Brown-stained light Linoleum flooring peeled back in one corner, where bare wood was visible below. A belly-up cockroach or a shadow in that shape stood out on the scratched wood. A counter, topped with chipped Formica in faded orange, stretched from one end of the room nearly to the other, where a low gate hung slightly askew on less than sturdy hinges. Behind the coun
ter and off to one side was a single doorway holding up a plain wooden door with an old-fashioned ornate knob that had been painted over along with the door, as so often seems to be the case with older properties.
There was nothing else to indicate the sort of business done here, or the sort of clientele, or indeed to indicate anything at all.
Behind him, the door crashed in its frame as a body slammed against it and then rattled the knob furiously. Ethan shrank from the door, backing up until he felt the dusty counter behind him. The shadow behind the glass seemed to waver, bloating, multiple insectoid arms making karate-chop motions as their extremities slid over the glass and over the door with the sound of wet meat smacking a butcher’s block.
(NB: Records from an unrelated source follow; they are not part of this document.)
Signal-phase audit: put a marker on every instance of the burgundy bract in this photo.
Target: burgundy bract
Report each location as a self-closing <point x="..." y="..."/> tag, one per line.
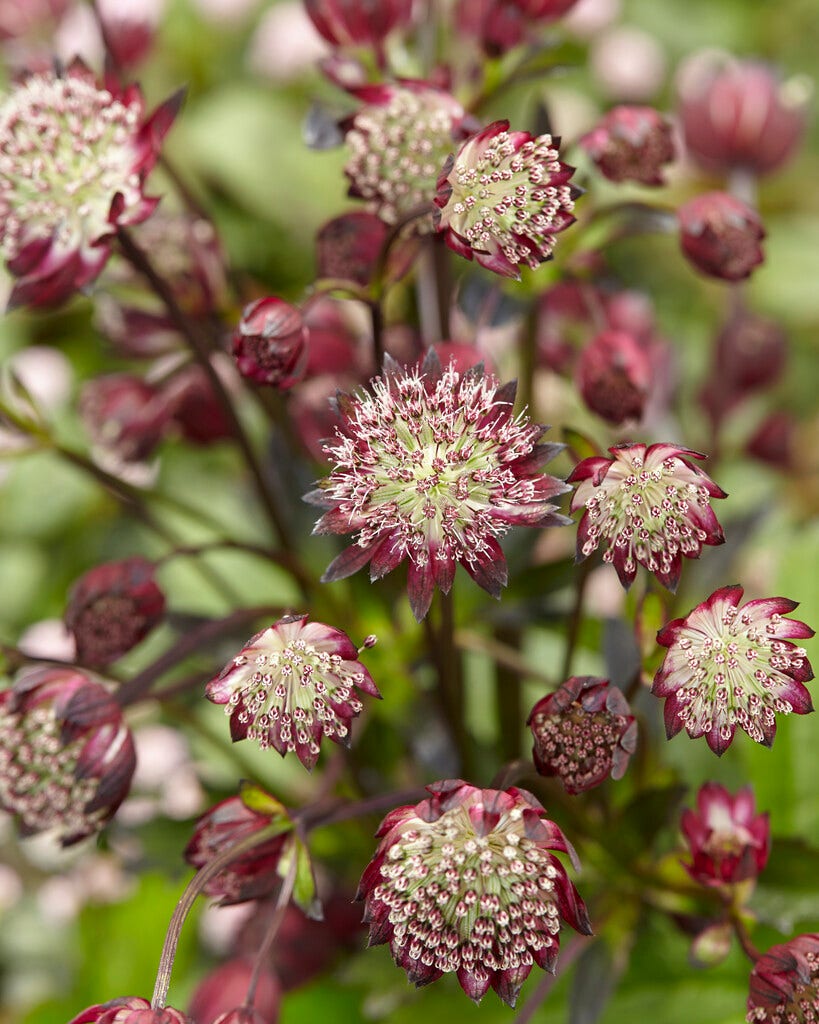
<point x="583" y="732"/>
<point x="721" y="236"/>
<point x="465" y="883"/>
<point x="67" y="757"/>
<point x="112" y="608"/>
<point x="731" y="666"/>
<point x="729" y="842"/>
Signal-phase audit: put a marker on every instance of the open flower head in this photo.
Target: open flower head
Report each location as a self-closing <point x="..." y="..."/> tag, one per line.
<point x="74" y="157"/>
<point x="784" y="983"/>
<point x="649" y="506"/>
<point x="399" y="140"/>
<point x="583" y="732"/>
<point x="465" y="883"/>
<point x="504" y="197"/>
<point x="432" y="466"/>
<point x="729" y="842"/>
<point x="730" y="666"/>
<point x="67" y="758"/>
<point x="292" y="684"/>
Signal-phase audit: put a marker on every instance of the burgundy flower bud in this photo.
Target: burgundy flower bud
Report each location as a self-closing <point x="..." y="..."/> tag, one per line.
<point x="270" y="343"/>
<point x="129" y="1010"/>
<point x="253" y="873"/>
<point x="729" y="842"/>
<point x="125" y="415"/>
<point x="739" y="114"/>
<point x="112" y="608"/>
<point x="614" y="376"/>
<point x="465" y="883"/>
<point x="721" y="236"/>
<point x="631" y="143"/>
<point x="358" y="23"/>
<point x="221" y="995"/>
<point x="67" y="757"/>
<point x="584" y="732"/>
<point x="784" y="983"/>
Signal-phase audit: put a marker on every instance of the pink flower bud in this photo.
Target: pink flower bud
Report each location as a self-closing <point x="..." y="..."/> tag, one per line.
<point x="270" y="343"/>
<point x="721" y="236"/>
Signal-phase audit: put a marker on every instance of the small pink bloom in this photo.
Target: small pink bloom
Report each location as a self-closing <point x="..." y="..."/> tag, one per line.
<point x="649" y="505"/>
<point x="784" y="983"/>
<point x="112" y="608"/>
<point x="465" y="883"/>
<point x="583" y="732"/>
<point x="270" y="343"/>
<point x="67" y="757"/>
<point x="729" y="842"/>
<point x="720" y="236"/>
<point x="503" y="198"/>
<point x="57" y="235"/>
<point x="292" y="684"/>
<point x="631" y="143"/>
<point x="730" y="667"/>
<point x="432" y="466"/>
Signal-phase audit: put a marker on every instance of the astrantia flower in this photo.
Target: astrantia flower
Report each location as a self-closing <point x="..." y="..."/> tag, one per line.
<point x="292" y="684"/>
<point x="729" y="841"/>
<point x="649" y="506"/>
<point x="252" y="875"/>
<point x="433" y="466"/>
<point x="67" y="757"/>
<point x="399" y="141"/>
<point x="74" y="157"/>
<point x="464" y="882"/>
<point x="729" y="666"/>
<point x="503" y="198"/>
<point x="584" y="732"/>
<point x="129" y="1010"/>
<point x="784" y="983"/>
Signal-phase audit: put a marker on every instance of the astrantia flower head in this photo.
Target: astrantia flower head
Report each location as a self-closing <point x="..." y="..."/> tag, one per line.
<point x="649" y="506"/>
<point x="730" y="667"/>
<point x="584" y="732"/>
<point x="729" y="842"/>
<point x="292" y="684"/>
<point x="433" y="466"/>
<point x="74" y="157"/>
<point x="465" y="883"/>
<point x="129" y="1010"/>
<point x="503" y="198"/>
<point x="399" y="141"/>
<point x="67" y="757"/>
<point x="784" y="983"/>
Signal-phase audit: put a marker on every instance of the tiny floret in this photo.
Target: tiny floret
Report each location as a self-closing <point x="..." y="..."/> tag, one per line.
<point x="465" y="883"/>
<point x="650" y="506"/>
<point x="292" y="684"/>
<point x="432" y="466"/>
<point x="731" y="666"/>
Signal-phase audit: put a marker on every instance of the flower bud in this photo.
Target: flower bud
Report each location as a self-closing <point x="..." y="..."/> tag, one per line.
<point x="270" y="343"/>
<point x="67" y="757"/>
<point x="721" y="236"/>
<point x="112" y="608"/>
<point x="631" y="143"/>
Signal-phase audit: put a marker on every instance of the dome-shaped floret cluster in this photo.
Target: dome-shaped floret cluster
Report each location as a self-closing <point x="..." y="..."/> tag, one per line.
<point x="67" y="757"/>
<point x="503" y="198"/>
<point x="649" y="506"/>
<point x="584" y="732"/>
<point x="74" y="157"/>
<point x="292" y="684"/>
<point x="784" y="983"/>
<point x="465" y="883"/>
<point x="433" y="466"/>
<point x="399" y="141"/>
<point x="732" y="667"/>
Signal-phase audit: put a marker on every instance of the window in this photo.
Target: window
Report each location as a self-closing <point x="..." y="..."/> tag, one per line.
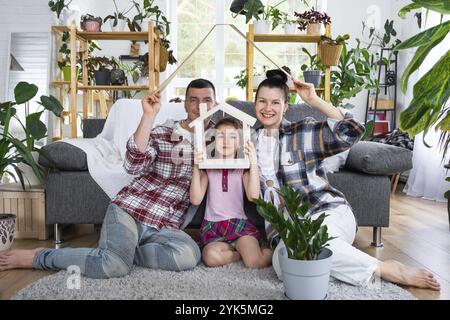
<point x="222" y="56"/>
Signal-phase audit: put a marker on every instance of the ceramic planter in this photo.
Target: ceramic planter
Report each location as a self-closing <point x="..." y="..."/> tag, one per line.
<point x="329" y="54"/>
<point x="118" y="77"/>
<point x="163" y="58"/>
<point x="306" y="280"/>
<point x="262" y="26"/>
<point x="7" y="229"/>
<point x="119" y="27"/>
<point x="102" y="78"/>
<point x="290" y="28"/>
<point x="314" y="29"/>
<point x="314" y="77"/>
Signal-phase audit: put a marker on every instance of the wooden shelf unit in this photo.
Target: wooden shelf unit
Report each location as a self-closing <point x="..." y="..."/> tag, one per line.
<point x="153" y="41"/>
<point x="284" y="38"/>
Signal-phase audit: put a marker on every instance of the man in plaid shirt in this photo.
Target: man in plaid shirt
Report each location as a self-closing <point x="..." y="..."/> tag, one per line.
<point x="142" y="223"/>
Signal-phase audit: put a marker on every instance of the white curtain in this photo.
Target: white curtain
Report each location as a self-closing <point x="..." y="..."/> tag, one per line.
<point x="427" y="177"/>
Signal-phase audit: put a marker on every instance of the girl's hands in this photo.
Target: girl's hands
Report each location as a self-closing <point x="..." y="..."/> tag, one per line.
<point x="250" y="151"/>
<point x="198" y="158"/>
<point x="306" y="91"/>
<point x="151" y="104"/>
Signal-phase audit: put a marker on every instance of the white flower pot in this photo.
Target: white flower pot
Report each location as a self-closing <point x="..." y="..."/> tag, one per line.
<point x="68" y="15"/>
<point x="290" y="28"/>
<point x="262" y="26"/>
<point x="306" y="280"/>
<point x="119" y="27"/>
<point x="7" y="229"/>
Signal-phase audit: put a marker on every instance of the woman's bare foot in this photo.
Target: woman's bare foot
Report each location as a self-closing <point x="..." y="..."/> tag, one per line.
<point x="397" y="272"/>
<point x="18" y="259"/>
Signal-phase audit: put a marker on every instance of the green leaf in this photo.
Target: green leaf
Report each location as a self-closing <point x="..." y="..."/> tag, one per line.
<point x="408" y="8"/>
<point x="416" y="61"/>
<point x="441" y="6"/>
<point x="52" y="104"/>
<point x="24" y="92"/>
<point x="426" y="37"/>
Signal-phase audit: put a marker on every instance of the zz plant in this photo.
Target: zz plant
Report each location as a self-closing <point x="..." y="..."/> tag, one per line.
<point x="303" y="236"/>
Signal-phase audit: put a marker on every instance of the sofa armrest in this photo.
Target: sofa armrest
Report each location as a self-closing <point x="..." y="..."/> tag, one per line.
<point x="378" y="158"/>
<point x="63" y="156"/>
<point x="92" y="127"/>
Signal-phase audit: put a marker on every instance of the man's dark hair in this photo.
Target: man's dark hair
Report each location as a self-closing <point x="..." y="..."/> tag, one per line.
<point x="200" y="84"/>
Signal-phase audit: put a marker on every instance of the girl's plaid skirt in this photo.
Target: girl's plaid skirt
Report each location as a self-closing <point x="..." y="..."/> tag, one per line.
<point x="226" y="231"/>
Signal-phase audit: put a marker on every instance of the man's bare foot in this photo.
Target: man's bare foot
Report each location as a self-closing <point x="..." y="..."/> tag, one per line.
<point x="18" y="259"/>
<point x="397" y="272"/>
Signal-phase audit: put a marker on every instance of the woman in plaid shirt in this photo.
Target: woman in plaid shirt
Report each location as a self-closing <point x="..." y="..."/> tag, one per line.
<point x="142" y="223"/>
<point x="299" y="149"/>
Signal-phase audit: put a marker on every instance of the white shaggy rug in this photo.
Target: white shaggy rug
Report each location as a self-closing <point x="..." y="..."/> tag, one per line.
<point x="231" y="282"/>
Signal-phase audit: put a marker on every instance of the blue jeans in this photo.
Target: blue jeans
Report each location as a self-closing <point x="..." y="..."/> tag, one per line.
<point x="124" y="242"/>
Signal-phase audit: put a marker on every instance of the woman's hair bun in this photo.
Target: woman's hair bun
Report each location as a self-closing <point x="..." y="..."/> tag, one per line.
<point x="276" y="75"/>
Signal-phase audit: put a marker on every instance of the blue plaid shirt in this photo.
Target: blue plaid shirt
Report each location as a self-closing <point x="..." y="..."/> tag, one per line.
<point x="303" y="146"/>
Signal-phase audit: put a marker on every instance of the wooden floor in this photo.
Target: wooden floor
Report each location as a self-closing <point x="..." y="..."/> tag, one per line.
<point x="418" y="235"/>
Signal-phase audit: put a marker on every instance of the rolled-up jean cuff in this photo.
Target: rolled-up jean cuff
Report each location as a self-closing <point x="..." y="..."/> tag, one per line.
<point x="37" y="262"/>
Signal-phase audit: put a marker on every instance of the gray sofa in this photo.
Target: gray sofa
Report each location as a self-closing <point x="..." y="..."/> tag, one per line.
<point x="73" y="197"/>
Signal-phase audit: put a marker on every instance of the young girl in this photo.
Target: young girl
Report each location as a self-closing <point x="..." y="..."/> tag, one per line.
<point x="226" y="234"/>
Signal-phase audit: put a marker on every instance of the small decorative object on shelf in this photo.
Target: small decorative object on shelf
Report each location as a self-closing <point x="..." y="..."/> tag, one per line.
<point x="330" y="49"/>
<point x="304" y="259"/>
<point x="312" y="72"/>
<point x="312" y="21"/>
<point x="90" y="23"/>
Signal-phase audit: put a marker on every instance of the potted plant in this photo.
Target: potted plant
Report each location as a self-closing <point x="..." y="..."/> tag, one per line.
<point x="266" y="18"/>
<point x="118" y="18"/>
<point x="305" y="261"/>
<point x="312" y="72"/>
<point x="289" y="24"/>
<point x="90" y="23"/>
<point x="312" y="21"/>
<point x="353" y="74"/>
<point x="100" y="69"/>
<point x="330" y="49"/>
<point x="18" y="152"/>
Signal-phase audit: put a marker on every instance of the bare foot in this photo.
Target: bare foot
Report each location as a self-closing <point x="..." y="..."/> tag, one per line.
<point x="397" y="272"/>
<point x="18" y="259"/>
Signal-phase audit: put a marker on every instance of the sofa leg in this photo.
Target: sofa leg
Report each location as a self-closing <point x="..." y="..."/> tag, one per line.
<point x="57" y="236"/>
<point x="377" y="237"/>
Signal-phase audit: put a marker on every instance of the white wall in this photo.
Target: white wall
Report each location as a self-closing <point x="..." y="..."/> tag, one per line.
<point x="347" y="17"/>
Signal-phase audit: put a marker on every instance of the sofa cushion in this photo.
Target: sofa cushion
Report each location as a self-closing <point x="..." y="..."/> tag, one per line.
<point x="63" y="156"/>
<point x="378" y="158"/>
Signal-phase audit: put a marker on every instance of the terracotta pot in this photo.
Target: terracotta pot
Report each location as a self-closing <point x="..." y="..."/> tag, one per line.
<point x="329" y="54"/>
<point x="314" y="29"/>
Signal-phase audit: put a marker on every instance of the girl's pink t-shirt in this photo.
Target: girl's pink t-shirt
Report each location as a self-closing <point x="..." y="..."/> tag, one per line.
<point x="225" y="195"/>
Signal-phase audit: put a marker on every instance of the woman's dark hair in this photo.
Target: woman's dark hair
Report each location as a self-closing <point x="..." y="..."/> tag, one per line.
<point x="276" y="79"/>
<point x="201" y="84"/>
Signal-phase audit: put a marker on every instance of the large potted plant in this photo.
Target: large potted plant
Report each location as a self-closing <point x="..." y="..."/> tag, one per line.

Ethan’s hands went to his face and he cowered helplessly until the sounds abated and the shadows seemed to melt away.
He turned and stared at the counter. As his breathing rate slowly returned to normal, he felt a warm glow suffuse his features. Wondered if there were a hidden camera to record his sudden embarrassment. Could he have been set up for some sort of elaborate joke? The whole situation - the advice he had taken, desperately - smacked of Twilight Zone episode craziness, the sort of thing that couldn’t happen outside the confines of a television show. Couldn’t happen because if it did it would test the boundaries of sanity.
But the boundaries of Ethan’s sanity had been stretched already, years ago, so he shook off his embarrassment and turned toward the counter. He noticed that it wasn’t completely bare - there was a metal bell for customers to notify clerks of their presence. Was he a customer? Was that how he would describe himself? He felt flush, painfully aware of the doorway behind the counter and the doorway behind him.
There really wasn’t any choice now. He could still hear them outside, their swirling and hovering, their eagerness to latch onto him again, their voices tearing into his brain. This was the final choice, really, before opening his father’s elegant rosewood case and cradling its cold contents in his hand.